Who We Are

All In: Data for Community Health is a nationwide coalition of organizations and practitioners invested in advancing health equity through multisector data sharing.

All In consists of a steering committee and several workgroups on topics of relevance to the field. Workgroups will meet regularly for networking, peer learning, expert assistance, and resource development. They will be open for anyone working in the health-equity data space to join.

Steering Committee

Vision


The network envisions a world where communities have the tools and resources they need to achieve equitable and optimal health outcomes with the support of data-driven, cross-sector collaborations.

All In wants to bring to scale the knowledge and practical lessons that can accelerate progress toward this vision. Together, All In participants build the evidence base to advance practice, identify gaps, highlight investment needs, and inform policy in the field of multisector data sharing.

History


All In was created in 2016. The network first consisted of intermediary re-granting organizations as well as their grant recipient communities who had been funded to do multisector data-sharing work in the pursuit of health equity.

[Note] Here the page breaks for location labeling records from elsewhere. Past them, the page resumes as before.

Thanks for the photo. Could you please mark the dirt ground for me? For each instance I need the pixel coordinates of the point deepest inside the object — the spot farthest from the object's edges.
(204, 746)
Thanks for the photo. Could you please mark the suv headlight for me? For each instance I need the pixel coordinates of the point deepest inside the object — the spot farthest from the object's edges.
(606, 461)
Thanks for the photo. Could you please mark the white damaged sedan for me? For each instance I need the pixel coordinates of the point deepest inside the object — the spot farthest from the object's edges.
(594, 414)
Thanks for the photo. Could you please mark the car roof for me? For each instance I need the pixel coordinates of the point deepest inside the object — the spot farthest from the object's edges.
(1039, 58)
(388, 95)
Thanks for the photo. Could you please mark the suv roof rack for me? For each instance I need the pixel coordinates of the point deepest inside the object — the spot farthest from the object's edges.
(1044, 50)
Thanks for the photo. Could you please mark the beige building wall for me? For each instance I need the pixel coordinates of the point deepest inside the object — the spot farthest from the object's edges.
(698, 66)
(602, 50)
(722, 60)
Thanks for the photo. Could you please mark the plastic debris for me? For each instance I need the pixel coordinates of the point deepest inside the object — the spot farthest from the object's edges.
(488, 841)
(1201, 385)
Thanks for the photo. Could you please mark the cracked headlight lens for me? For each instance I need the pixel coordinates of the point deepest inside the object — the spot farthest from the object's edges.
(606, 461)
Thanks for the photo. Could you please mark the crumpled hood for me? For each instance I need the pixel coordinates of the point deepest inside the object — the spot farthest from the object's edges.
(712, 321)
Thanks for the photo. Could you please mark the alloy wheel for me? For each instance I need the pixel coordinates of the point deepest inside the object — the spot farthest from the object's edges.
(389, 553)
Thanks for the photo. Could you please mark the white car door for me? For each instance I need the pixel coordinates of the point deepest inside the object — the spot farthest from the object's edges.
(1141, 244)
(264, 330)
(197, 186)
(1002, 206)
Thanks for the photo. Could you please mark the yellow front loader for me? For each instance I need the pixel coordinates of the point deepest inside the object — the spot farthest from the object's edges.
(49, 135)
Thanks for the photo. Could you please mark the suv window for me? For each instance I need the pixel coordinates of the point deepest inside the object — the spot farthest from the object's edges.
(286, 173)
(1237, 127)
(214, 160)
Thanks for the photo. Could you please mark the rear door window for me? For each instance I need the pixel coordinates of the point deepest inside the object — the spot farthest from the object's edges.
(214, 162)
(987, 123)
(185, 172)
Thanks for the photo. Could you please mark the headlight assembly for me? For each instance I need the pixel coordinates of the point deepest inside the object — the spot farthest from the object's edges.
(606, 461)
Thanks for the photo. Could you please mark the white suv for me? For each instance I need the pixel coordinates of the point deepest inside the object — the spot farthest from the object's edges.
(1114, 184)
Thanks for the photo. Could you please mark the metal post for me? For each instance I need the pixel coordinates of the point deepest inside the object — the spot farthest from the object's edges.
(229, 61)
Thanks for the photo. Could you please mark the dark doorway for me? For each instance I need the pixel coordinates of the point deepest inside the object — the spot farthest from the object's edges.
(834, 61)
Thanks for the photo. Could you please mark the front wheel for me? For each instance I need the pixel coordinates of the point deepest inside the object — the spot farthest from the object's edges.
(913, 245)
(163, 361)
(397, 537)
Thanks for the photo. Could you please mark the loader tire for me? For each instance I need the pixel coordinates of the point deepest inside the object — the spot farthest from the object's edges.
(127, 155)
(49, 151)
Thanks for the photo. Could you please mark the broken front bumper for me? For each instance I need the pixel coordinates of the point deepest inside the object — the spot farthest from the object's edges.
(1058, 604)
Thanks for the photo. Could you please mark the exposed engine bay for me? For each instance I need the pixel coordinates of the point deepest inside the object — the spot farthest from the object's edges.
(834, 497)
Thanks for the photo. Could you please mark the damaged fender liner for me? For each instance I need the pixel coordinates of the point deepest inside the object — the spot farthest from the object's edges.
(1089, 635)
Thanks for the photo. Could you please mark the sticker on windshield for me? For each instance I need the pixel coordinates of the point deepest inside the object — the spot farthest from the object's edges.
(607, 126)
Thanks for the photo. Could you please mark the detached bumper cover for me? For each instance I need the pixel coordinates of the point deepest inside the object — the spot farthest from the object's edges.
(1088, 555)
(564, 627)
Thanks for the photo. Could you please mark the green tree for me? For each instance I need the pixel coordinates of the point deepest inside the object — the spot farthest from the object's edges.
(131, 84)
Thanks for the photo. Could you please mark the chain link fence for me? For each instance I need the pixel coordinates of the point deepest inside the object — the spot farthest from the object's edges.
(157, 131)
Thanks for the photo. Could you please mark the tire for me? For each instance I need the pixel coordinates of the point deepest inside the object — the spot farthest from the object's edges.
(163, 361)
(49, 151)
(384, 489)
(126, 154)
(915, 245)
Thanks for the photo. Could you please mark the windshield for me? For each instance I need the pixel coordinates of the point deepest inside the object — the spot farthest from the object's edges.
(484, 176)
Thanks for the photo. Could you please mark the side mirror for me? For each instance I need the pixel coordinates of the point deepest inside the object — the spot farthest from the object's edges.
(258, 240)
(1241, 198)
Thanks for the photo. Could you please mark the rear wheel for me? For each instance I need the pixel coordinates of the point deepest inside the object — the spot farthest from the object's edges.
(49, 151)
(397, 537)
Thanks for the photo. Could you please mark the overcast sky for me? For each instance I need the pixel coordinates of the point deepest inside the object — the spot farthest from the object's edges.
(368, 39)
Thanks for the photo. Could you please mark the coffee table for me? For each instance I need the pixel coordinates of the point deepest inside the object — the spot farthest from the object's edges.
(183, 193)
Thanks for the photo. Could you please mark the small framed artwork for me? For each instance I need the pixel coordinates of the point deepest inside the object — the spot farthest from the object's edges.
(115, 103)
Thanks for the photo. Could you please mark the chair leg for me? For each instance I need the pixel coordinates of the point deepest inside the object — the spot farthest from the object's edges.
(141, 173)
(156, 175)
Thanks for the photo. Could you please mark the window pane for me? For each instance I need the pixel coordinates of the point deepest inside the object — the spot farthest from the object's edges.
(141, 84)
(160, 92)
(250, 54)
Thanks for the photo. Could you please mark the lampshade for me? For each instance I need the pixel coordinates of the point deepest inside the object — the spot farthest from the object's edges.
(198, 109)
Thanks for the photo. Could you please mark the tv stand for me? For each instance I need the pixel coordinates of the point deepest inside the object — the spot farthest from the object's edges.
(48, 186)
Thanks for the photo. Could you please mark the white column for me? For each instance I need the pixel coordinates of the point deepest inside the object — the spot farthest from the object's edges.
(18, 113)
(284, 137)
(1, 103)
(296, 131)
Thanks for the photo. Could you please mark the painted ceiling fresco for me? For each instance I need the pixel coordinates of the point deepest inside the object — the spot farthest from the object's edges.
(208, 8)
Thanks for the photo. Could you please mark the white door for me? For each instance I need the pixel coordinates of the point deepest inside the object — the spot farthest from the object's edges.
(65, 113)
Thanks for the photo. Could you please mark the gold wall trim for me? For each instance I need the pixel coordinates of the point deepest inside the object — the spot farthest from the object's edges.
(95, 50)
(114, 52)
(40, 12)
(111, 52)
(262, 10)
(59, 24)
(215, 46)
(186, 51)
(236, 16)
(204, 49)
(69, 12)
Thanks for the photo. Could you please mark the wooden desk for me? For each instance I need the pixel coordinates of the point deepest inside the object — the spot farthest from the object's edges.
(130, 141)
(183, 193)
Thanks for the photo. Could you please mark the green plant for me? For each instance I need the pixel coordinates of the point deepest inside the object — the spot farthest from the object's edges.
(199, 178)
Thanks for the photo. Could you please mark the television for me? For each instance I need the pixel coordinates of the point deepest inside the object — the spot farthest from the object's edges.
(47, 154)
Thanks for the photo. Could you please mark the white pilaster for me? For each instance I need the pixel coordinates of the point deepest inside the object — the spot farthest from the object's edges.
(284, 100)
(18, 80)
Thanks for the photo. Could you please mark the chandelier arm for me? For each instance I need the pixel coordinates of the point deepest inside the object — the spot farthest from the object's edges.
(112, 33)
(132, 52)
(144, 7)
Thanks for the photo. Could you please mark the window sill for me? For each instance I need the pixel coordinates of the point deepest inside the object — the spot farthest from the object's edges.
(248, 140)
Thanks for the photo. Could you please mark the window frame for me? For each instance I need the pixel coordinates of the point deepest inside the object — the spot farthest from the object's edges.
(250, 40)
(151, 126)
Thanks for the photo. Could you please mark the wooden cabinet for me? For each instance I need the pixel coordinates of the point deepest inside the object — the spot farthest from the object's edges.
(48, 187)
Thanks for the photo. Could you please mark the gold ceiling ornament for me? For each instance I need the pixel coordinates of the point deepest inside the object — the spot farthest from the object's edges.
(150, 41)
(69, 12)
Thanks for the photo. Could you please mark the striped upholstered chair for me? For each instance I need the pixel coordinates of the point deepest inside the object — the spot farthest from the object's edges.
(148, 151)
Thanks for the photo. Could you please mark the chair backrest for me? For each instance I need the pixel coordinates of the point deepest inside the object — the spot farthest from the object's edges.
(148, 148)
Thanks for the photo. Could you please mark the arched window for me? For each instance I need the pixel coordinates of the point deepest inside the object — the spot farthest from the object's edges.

The network created a space where these grantee communities could share resources, stories, and ideas with their peers to build their capacities together as they worked on their respective projects.

By 2020, All In had grown beyond its initial audience to include all types of organizations and collaborations interested in data sharing and health equity.

The pandemic, political and social shifts, and lightning-fast technology innovation showed us new ways to share and organize, new modes for learning and working, and urgent, deep-seated imperatives of equitable structural change.

All In’s introduction of hands-on workgroups will bring it more squarely in line with our values of equity, sustainability, and participatory learning and sharing. The decentralized structure also allows for shared power, shared labor, and shared vision-building in ways that our prior structure could not.